The series is called  The Peasant Princess. It is beautifully presented and available for us to watch on video or download as podcast.  Here is part of the introduction:

As we study the Song of Songs, our primary focus will be how the Peasant Princess became an exemplary wife; our secondary focus will be the intimate marital relationship she shares with her husband. Through her example, God has much to teach us regarding his plan for sex and marriage. While the Song of Songs is not entirely about sex, the book does contain some very important lessons on the subject. In fact, this 3,000-year-old collection of love letters is extraordinary in its timeliness. In our day, people devote an extraordinary amount of time, money, and energy in pursuit of sex, making it the most popular religion in the world.

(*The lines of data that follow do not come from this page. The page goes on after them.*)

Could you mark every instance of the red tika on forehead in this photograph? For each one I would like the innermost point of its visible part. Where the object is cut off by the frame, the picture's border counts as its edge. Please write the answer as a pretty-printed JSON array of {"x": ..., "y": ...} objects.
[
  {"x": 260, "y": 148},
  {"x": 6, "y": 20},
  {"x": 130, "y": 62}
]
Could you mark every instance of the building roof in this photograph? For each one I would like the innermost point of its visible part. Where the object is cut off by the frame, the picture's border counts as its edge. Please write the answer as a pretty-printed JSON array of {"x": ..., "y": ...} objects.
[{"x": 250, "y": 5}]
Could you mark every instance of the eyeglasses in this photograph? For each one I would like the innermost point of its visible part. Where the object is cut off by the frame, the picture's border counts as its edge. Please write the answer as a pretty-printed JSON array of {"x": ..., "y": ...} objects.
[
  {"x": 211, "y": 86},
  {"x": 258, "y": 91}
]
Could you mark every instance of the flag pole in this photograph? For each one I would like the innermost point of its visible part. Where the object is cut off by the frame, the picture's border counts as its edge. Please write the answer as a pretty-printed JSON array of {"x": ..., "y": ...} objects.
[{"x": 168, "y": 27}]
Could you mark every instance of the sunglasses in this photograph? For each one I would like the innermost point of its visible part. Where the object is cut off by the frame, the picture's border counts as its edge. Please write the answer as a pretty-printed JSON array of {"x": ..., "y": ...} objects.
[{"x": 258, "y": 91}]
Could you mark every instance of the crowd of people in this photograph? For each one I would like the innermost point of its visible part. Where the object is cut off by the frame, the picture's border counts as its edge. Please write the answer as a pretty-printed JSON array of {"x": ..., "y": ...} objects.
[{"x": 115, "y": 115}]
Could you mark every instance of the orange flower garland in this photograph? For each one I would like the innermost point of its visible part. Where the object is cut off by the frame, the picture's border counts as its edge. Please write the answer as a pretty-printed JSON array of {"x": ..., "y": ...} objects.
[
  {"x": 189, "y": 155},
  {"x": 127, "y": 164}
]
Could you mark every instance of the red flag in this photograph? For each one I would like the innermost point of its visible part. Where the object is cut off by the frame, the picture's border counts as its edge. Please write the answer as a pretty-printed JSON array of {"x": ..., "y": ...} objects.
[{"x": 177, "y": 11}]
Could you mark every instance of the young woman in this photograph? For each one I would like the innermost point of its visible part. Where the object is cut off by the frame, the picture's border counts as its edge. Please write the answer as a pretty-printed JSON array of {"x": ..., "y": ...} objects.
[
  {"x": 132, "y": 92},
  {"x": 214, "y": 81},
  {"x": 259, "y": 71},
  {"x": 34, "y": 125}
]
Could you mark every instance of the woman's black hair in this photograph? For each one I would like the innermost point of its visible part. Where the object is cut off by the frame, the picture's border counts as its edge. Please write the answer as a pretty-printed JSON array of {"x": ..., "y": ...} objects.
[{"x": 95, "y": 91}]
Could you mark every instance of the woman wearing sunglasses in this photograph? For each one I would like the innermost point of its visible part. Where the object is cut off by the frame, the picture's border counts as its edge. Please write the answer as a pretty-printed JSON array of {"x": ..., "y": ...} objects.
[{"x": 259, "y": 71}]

If you are single, you will find guidance on how to choose a partner. If you are in a relationship you will find a framework to assess how you are getting on, and suggestions on what you can do to make things better.

Part 3, The Little Foxes gives useful information about the structure of a healthy relationship and the things that threaten its survival. You might find that an easy entry into the series.

There is something in this for us all.